Governing Algorithms: The Politics of Data and Decision-Making

30.09.2021

DigiGov Lecture Series @ University of Vienna during the winter semester (Oct21-Jan22)

Algorithms are a ‘grey eminence’ in a growing number of social contexts: from communication to consumption to dating to public administration. With increasingly abundant digital data and computing power, algorithms play an ever more pervasive role in producing and certifying knowledge and in informing decision-making. Though they promise efficiency and objectivity, algorithms have also been associated with new forms of power, exclusion and manipulation.

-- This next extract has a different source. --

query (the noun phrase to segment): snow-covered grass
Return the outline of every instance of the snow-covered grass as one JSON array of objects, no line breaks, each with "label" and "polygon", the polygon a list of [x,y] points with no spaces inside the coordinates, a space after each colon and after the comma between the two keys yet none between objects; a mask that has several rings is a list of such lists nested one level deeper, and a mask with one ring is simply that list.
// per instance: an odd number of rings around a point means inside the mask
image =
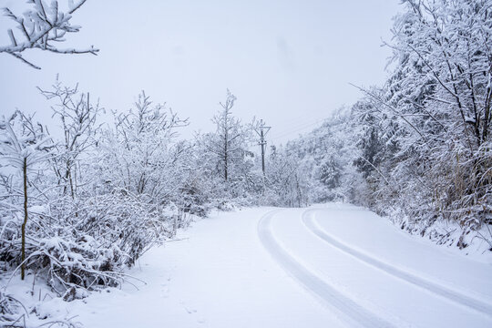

The lecture series gave an overview of key debates on algorithmic governance at the intersection of political science, legal theory and technology studies. At the centre is the question of how society is being governed by digital technologies and how digital technologies are themselves (to be) governed. Part I of the lecture series introduced core concepts and theories; part II explored a set of empirical cases and applications. The lecture was organised by Lukas Schlögl and the members of the cross-faculty research platform ‘Governance of Digital Practices’ and was targeted at a non-specialist multi-disciplinary audience with an interest in the politics of technology. I had the pleasure to host two units: one with Peter Klimek (Med Uni Vienna) on data governance in crisis, and the other on the AMS algorithm with Astrid Mager (ÖAW) and Florian Cech (TU Vienna).